The purpose of this project is to categorize poems into different types.
The dataset used for training was compiled by PoetryFoundation.org which is available on Kaggle and is also included in the repo. The dataset contains the 574 poems along with their poets and their genre (type). We only require the poems and their type for our training needs.
The code was built on a Python 3.6
environment with the following external libraries:
keras
pandas
numpy
scikit-learn
nltk
textblob
poems.csv
- Dataset used for training the model (also available on Kaggle)poems.py
- Main trainer program that pre-processes the data, builds and trains the model
I had never worked with text data for categorisation before this point so I had to research a bit in order to train a model that could categorize poems in the form of text. Cleaning of the dataset comes first. First of all, not all the words in the poem necessarily contribute in determining the category of the poem. Words like a, you, my, is, etc. have least impact so they were removed with the help of stopwords python module. The most frequent and least frequent words were also removed. Suffixes such as ing, ly, s, etc. were removed for maintaining consistency across all poems. At this point all the basic pre-processing has been done.
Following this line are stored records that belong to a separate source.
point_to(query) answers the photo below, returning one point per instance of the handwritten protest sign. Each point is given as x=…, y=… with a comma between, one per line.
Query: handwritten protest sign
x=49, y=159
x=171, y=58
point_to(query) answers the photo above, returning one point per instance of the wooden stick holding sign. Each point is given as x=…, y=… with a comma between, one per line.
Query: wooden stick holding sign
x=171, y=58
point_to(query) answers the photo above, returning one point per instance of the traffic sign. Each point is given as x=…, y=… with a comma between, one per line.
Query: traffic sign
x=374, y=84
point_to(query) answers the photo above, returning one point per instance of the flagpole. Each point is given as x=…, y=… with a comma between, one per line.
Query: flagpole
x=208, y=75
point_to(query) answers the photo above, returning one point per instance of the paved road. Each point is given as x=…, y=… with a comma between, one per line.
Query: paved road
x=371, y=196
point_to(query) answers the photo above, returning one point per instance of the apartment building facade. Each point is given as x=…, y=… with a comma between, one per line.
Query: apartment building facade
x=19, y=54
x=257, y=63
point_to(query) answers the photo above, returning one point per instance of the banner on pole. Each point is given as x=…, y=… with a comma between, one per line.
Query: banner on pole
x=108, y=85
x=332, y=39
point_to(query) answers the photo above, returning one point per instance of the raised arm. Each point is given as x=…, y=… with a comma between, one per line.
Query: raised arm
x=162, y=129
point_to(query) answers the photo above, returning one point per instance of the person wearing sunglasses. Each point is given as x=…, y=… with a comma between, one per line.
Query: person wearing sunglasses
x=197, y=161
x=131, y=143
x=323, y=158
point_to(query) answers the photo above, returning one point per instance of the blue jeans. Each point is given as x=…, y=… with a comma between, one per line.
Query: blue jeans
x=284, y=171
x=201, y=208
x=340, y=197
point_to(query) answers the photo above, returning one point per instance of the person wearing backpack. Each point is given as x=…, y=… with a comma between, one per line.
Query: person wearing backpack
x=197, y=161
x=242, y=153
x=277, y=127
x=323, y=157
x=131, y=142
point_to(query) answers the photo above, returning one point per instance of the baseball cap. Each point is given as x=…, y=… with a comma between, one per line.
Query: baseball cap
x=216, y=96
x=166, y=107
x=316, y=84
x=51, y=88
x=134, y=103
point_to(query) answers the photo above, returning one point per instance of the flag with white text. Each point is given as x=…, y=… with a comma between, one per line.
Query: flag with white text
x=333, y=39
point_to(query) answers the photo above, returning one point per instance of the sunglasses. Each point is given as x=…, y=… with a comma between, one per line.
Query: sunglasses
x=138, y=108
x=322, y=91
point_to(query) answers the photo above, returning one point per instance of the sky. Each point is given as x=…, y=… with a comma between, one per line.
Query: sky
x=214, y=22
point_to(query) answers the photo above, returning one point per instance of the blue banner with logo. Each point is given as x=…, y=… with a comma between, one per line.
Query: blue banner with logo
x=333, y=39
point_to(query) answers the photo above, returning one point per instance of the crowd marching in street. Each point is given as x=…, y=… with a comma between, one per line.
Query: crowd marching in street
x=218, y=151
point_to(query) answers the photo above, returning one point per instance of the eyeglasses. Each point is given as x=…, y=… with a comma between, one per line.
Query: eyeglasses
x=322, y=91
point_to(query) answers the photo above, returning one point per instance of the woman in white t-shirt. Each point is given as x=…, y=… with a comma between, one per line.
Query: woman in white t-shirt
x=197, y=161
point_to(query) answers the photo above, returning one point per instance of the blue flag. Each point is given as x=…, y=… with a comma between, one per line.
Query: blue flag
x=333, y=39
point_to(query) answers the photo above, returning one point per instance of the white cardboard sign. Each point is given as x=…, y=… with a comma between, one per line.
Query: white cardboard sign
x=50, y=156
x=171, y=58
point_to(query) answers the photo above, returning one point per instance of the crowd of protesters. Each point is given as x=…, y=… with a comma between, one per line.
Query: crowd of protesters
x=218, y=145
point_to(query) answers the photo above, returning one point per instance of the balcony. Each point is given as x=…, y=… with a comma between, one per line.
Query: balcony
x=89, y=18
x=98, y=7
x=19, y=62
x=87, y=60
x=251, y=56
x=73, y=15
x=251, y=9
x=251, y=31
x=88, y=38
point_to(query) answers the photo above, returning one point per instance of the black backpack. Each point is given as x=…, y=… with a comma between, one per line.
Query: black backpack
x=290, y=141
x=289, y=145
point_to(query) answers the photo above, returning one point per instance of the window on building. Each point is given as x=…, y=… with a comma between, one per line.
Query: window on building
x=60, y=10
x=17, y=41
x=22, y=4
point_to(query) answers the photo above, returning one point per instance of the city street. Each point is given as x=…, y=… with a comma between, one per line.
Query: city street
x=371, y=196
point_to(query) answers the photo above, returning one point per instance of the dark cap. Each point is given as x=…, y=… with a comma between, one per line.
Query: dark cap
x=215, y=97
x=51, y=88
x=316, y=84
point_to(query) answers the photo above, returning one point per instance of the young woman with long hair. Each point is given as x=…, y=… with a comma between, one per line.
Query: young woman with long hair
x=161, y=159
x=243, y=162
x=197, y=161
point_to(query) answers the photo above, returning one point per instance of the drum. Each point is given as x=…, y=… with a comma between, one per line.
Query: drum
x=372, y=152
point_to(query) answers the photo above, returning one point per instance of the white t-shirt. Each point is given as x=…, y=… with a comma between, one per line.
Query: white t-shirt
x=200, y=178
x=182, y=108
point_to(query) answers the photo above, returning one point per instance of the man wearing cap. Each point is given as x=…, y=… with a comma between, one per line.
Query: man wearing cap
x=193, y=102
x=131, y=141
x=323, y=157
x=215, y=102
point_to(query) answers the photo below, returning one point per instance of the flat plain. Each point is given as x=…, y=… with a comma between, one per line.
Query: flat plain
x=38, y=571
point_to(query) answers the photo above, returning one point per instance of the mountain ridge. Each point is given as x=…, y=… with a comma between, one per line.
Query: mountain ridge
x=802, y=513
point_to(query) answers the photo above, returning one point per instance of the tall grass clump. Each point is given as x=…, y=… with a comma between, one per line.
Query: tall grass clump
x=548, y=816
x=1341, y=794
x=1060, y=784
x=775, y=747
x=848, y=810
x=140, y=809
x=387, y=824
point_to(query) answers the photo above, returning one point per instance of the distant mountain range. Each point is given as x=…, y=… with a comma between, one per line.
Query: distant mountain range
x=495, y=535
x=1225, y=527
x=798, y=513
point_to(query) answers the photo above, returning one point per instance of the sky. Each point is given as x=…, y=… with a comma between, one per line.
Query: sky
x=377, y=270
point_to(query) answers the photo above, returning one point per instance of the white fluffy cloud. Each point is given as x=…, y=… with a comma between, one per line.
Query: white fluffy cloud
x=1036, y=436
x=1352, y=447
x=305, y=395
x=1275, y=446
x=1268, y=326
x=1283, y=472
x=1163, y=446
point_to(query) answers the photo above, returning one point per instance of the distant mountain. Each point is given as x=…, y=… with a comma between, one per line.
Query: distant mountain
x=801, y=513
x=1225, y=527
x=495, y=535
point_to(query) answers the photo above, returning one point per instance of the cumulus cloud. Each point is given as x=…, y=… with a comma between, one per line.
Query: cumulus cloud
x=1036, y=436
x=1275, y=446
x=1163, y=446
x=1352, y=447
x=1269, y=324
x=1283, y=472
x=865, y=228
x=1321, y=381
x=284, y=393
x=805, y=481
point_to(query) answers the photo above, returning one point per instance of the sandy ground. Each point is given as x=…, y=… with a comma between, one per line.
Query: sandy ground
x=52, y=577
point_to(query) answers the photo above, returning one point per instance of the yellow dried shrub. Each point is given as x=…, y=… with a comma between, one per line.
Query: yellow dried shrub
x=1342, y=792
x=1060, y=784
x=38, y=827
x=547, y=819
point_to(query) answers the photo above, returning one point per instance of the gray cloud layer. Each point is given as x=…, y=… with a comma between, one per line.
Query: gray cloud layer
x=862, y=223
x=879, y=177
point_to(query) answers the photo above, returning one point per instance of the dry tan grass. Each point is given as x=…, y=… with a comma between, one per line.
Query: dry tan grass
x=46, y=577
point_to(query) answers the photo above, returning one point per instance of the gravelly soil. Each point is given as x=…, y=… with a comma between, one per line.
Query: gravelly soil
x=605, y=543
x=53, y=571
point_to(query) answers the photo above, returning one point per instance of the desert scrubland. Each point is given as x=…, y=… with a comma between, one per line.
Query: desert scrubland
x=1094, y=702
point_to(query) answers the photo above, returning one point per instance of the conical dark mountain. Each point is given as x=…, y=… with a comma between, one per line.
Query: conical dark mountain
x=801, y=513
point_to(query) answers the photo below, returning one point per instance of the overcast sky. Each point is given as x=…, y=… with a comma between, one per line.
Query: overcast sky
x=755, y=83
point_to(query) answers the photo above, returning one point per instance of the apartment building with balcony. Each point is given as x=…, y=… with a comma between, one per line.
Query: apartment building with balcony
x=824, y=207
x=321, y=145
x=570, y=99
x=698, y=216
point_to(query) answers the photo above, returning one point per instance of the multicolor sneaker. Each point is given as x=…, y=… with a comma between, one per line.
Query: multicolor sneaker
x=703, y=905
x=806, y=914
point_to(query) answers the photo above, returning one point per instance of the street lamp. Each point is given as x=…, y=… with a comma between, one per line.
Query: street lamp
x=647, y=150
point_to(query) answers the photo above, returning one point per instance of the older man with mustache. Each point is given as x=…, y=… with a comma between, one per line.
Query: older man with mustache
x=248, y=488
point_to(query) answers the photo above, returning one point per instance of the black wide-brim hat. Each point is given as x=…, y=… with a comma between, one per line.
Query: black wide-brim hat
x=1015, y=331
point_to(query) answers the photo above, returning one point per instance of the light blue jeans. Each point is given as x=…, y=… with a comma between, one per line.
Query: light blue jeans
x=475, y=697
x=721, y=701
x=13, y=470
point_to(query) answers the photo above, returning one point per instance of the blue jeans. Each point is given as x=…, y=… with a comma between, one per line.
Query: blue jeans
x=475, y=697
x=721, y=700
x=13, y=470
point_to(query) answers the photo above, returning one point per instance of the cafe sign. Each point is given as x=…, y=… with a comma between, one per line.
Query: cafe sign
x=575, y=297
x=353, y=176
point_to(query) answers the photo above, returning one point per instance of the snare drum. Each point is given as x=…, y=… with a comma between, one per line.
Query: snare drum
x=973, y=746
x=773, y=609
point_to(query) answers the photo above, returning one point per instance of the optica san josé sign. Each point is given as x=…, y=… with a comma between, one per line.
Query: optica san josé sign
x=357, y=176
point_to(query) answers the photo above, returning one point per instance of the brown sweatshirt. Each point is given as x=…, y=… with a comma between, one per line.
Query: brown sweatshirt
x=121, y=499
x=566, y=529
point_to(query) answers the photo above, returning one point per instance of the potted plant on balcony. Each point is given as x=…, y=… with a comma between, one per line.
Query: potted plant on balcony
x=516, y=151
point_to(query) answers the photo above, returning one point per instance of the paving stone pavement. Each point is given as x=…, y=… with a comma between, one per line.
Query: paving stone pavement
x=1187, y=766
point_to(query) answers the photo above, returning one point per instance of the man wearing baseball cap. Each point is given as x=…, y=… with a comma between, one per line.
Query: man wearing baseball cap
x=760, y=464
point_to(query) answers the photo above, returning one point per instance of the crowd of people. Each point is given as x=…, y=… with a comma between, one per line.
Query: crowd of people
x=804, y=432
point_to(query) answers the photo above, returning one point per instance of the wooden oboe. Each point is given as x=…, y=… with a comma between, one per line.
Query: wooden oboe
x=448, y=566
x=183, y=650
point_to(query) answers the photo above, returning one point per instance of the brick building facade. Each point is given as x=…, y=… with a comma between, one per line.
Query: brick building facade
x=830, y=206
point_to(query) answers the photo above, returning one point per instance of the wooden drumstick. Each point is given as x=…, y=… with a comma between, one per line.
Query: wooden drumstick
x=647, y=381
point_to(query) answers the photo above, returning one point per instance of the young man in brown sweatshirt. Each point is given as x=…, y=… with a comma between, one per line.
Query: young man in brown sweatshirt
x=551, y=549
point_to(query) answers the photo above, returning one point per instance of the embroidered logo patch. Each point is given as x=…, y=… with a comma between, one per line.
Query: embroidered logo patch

Now in order to work with text in neural networks we need to convert them to certain numbers or hashes so that they can be fed into the neural networks and trained. For this task the function for one hot coding in the keras pre-processing library was used. The function creates hashes for each word in the dataset vocabulary.
I have built a fairly simple model that uses three layers namely Embedding Layer, Flatten Layer, and Dense Layer for training. Embedding is a layer that’s frequently used while dealing with text classification. Flatten is used to reduce the dimensionality of Embedding layer’s output since the Dense layer takes in one dimensional data as input.
- A snippet showing last few Epochs and the Accuracy
The model gives an accuracy that varies from 71.55% to 72.3% which I think is fair enough for a model this simple and for a dataset this limited. But is this accuracy good enough? Probably not, but the model can definitely be improved using various other layers and a better dataset.
There are three categories of poems in the dataset. So, even if a person randomly guesses the categories his probability of being accurate will be 33.33% and the model gives an accuracy of 72% so we can say that model is performing a significantly good categorization.
I haven't deployed this model but I probably will in the near future.